The beautiful thing about this bowl is how flexible it actually is once you understand the structure. You can swap out vegetables based on what's in season or what you're craving, and the sauce stays the star. I've made versions with shredded cabbage, snap peas, and even thinly sliced bell peppers, and everything works because the teriyaki sauce unifies the bowl.

Making This Your Own

Some people add cashews or peanuts for extra crunch and richness, which transforms the whole eating experience in the best way. Others have mentioned using cauliflower rice or brown rice instead of quinoa depending on their carb preferences, and neither choice diminishes what this bowl can be. The sauce is really where your personal taste comes in, so once you make it once, you'll have strong opinions about whether you want it sweeter, saltier, or more gingery next time.

Storage and Serving Ideas

I've learned to store the components separately if I'm meal-prepping because the vegetables start releasing water if they sit in the sauce too long. The sauce keeps in the fridge for almost a week, and the quinoa lasts about five days, so assembling fresh bowls each morning takes literally two minutes. If you're bringing this to work, pack the sauce in a small container and drizzle it just before eating so everything stays fresh and crispy.

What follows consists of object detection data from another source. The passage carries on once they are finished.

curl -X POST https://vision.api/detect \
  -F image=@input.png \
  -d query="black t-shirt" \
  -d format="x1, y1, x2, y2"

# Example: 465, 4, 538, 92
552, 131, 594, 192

  • Store quinoa and cooked protein in separate containers to maintain texture through the week.
  • Keep spiralized vegetables in a paper towel-lined container so excess moisture doesn't make them soggy.
  • Drizzle sauce just before eating if you've assembled ahead, or heat everything together gently if you prefer warm bowls.
Ripe mango chunks and green onions add a sweet, fresh finish to this healthy easy teriyaki quinoa bowl, served in a white ceramic bowl. Save
Ripe mango chunks and green onions add a sweet, fresh finish to this healthy easy teriyaki quinoa bowl, served in a white ceramic bowl. | cloverhearth.com

This bowl has become my answer to the question of how to eat healthily without feeling deprived, and I think that's what makes it worth learning by heart. Make it once and it becomes yours.

Recipe Questions & Answers

Can I make this ahead of time?

Yes. Prepare quinoa, bake protein, and make sauce up to 3 days ahead. Store separately and assemble when ready to eat. Spiralized vegetables are best fresh but can be prepped 1 day in advance.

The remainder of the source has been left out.